In the second half of the ride route, shortly before the 10-mile mark, you suddenly start a sustained descent. For me, this was a part of the ride where some flow was restored in my progress. This part of the ride is simply fantastic! As much as I appreciate the fun challenge of negotiating boulder fields at constant average elevation, this pronounced descent along with the 1.5-mile descending segment that immediately followed the highest point of the route stick out in my mind as the two most fun portions of this ride.

The grade of that downhill segment peters out toward the end and, once again, you find yourself threading through a few boulder fields. This is the stage of the ride where you pass near Lower Lola Montez Lake. You will miss the lake if you simply continue on your way on the main trail. You need to take a short connector to get to it. In case you don't feel much like adding more mileage to your ride at this point after eight miles of technical singletrack and are inclined to bypass the lake, don't. No matter how low your expectations are of the beauty of the lake, the connector trail leading to it is such a short one that it would simply be a waste to come all this way and not take a quick peek even if you've seen plenty of similar lakes before. This is a typically pretty alpine pond with a glassy surface and a perimeter lined with picture-perfect conifer trees.

The part of the trail after the lake is labeled as Lola Montez Lake Trail in several places, though a lot of recent maps seem to label the entire trail as Hole-in-the-Ground Trail. (I'll keep using the former designation.) This section of the ride temporarily turns into a descent on a gravel road through a private property before being diverted onto a singletrack segment of Lola Montez Lake Trail again, which is not optional. This segment of the trail begins with a bang, in the form of a quick descent, and then gets even more intense than that as it transforms into a series of tall wooden steps. This is the "stairs" segment that I've mentioned above. Much of this section was clearly above my pay grade. A couple of steep stretches of tall wooden steps are followed by an even worse staircase of intimidating rock steps. The trail then settles down a bit and the rest of it was mostly rideable to me, but this still qualifies as one of the most technical segments of the ride.

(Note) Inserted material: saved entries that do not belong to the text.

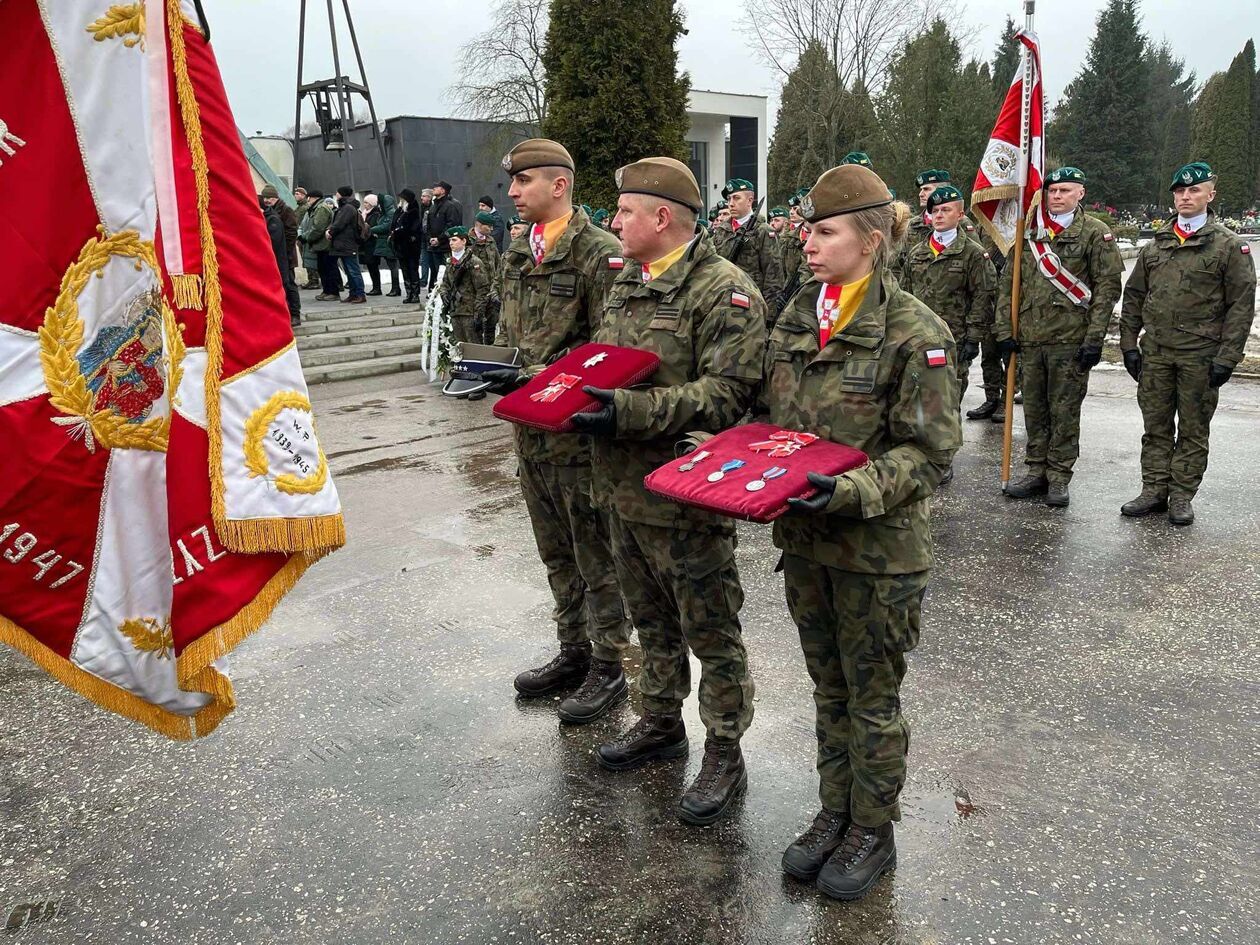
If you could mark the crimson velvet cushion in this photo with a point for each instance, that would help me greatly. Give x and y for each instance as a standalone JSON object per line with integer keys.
{"x": 774, "y": 464}
{"x": 553, "y": 396}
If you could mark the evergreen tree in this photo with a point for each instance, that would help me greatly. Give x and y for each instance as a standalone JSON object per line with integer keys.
{"x": 1224, "y": 130}
{"x": 610, "y": 116}
{"x": 1103, "y": 125}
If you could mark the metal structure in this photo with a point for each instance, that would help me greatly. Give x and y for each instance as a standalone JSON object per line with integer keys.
{"x": 334, "y": 110}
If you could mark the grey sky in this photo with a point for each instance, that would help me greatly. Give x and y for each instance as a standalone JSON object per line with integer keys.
{"x": 411, "y": 47}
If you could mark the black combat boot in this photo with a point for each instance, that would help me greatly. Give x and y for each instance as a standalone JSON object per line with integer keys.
{"x": 866, "y": 854}
{"x": 1027, "y": 486}
{"x": 1179, "y": 510}
{"x": 721, "y": 780}
{"x": 1057, "y": 497}
{"x": 814, "y": 847}
{"x": 604, "y": 688}
{"x": 985, "y": 410}
{"x": 1144, "y": 504}
{"x": 562, "y": 672}
{"x": 653, "y": 738}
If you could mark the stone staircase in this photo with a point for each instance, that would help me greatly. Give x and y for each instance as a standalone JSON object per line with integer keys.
{"x": 339, "y": 342}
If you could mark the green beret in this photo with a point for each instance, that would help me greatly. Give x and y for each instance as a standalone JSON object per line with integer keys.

That "stairs" singletrack segment ends when it connects you to another dirt road that you'll need to follow. After fording Lower Castle Creek on that road at the lowest elevation point of the ride, you tackle the ride's last significant climb, which lasts for less than half a mile. The very end of the trail mileage on the route greets you with a choice between finishing the ride on a gravel road and following one last short segment of singletrack. The route you see represented on this page uses the singletrack. Frankly, I can't say this last quarter mile of singletrack before reaching Sherrit Lane is worth it. If you feel like you need to maximize your trail mileage on the ride, go ahead and use this last singletrack segment too. However, it does climb more than the road does and it doesn't add to the ride anything that you haven't had gobs of earlier. It would be pretty sensible to simply end your descent on the road instead.